クラウディオ・アバド指揮ベルリン・フィル(1999/ベルリン・フィルハーモニー)

2014年01月27日 | pocknのコンサート感想録(アーカイブ)
アバドがこの世を去って間もなく1週間。悲しんでばかりいても仕方ないので、前から時間ができたらやろうと思っていた、ブログ開設前の公演で心に残ったものの感想を紹介する「アーカイブス」を始めることにしました。最初に載せるのはもちろんアバドの公演です。全部で6公演分の感想を順次アップします。

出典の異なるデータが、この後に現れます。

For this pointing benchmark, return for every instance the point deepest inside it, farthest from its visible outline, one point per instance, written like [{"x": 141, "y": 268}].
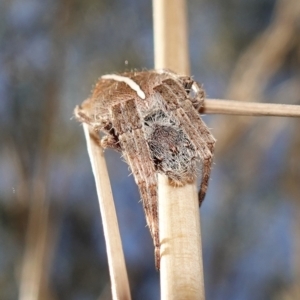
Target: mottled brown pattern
[{"x": 162, "y": 133}]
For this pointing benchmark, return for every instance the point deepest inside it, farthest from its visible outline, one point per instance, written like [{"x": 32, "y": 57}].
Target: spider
[{"x": 152, "y": 118}]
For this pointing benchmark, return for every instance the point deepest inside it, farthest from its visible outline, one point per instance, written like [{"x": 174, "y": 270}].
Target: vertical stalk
[
  {"x": 116, "y": 261},
  {"x": 181, "y": 272}
]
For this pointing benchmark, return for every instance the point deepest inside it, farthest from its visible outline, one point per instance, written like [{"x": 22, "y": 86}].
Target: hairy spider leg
[
  {"x": 192, "y": 127},
  {"x": 128, "y": 125}
]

pocknのコンサート感想録アーカイブス ~ブログ開設以前の心に残った公演~

1999年 9月6日(月)
クラウディオ・アッバード指揮ベルリン・フィルハーモニー管弦楽団
フィルハーモニー(ベルリン)
○ マーラー/交響曲第9番ニ長調   ☆

 7年ぶりにベルリンのフィルハーモニーでベルリン・フィルを聴いた。指揮もそのときと同じアバド。またまたベルリン・フィルの力に圧倒された。
アバドの棒も冴えてすごい集中力。どんなに音が大量に渦巻いても明晰さを失わなず、それがどんなに高揚して行っても行き止まりを感じさせないダイナミックレンジの広さはすごい。 緊張感と迫力、音の炸裂、鮮やかに飛び散る火花、そして4楽章のこれも集中力と情感溢れる歌! アバドの柔らかくデリケートでほれぼれするような美しい歌が次々と織り成されていくのを聴いているのは本当に幸せを感じる。
 最後の音が鳴り止んだ後も聴衆は物音一つたてず、最後の音の消えた行方をいつまでも追って長い沈黙が続いた。そしてそのあとのものすごい拍手とブラボー。早くもスタンディングオヴェーションが始まり、最後はアバド一人がステージに呼び戻された。
 そうした大喝采の渦中にいて感動を覚えたのは確かなのだが、実はこの演奏の最中の気持ちを思うと「やっぱりよかったんだな」と聴衆の反応を見て認めるところがあった。マーラーのこの交響曲に私が抱いているある種の重苦しさ、深刻さ、そして終楽章では死と隣り合わせのような刹那的な美しさと息が絶えていくような悲しさ、こういったものをこの日の演奏からは感じられなかった。元気がよすぎてきれいすぎる。クリアすぎて明るすぎ・・・ アバド/ベルリン・フィルのここまでの力のこもった、それに歌心もこもった、美しい快演を前にして贅沢な思いかも知れないが、感動しきれなかったというのはやはり事実。 別の場所で聴いていたホシイさんも同じ感想で、妙に話しが合ってしまった。 とは言ってもこれだけの演奏を聴かせてくれたことへはやっぱり聴いてよかったと思う。 これも事実。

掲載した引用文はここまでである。